I am not a firebrand MP. I came here to be a good local representative. I have no interest in stoking political drama just for the sake of it. My remarks on this bill today are absolutely motivated by a desire for the government to succeed on this, to protect public health with the same vigour with which it's approached the COVID-19 pandemic in general. I want to be extremely clear: if you are out there right now listening to all of this, getting confused about what vaccine works, what the side effects are or if you are feeling anxious, that's okay. It's not wrong to have questions. It's not wrong to feel anxious.

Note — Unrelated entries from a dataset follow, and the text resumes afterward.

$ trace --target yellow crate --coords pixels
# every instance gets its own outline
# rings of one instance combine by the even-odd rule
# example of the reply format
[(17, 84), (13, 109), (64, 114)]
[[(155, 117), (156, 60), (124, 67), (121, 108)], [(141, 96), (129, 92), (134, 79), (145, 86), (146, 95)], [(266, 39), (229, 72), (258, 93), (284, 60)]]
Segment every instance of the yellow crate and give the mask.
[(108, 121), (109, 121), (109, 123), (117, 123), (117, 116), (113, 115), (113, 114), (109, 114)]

Before I was a public health researcher I spent 35 years as a nurse and a midwife. I have sat with thousands of new mothers and fathers and talked with them about how to care for their babies. Many hundreds of these new parents over the years have been reluctant or anxious to get their children vaccinated. When the measles-mumps- rubella vaccine was a big issue, I had many discussions with parents to reassure them about this. The research tells us that the best way to encourage people to get vaccinated is to recognise their concerns and answer their questions. Nobody refuses a vaccine because they are trying to harm themselves or other people; they do it because they are honestly worried about the health of themselves or their family. We are all driven by the same impulse here—to protect our families and our community. But it is important to be clear: the vaccines being rolled out in Australia have been rigorously tested. These approval processes have not been rushed. They are safe. They are effective. Australia's vaccine rollout will be voluntary, universal and free. The government is not making this mandatory. This means it is up to all Australians to choose vaccination. If we, as a country, can rally around this vaccination program and get vaccinated when we can then that is the way back to normal life.
I commend this bill to the House, but it would be absurd to do so without noting that the greatest tool we have for a successful vaccine rollout is not legislation but communication. If the government is to succeed in this challenge, a challenge that the Prime Minister on Monday said was his No. 1 priority, then it has to step up and show leadership that Australians deserve and publicly call out misinformation.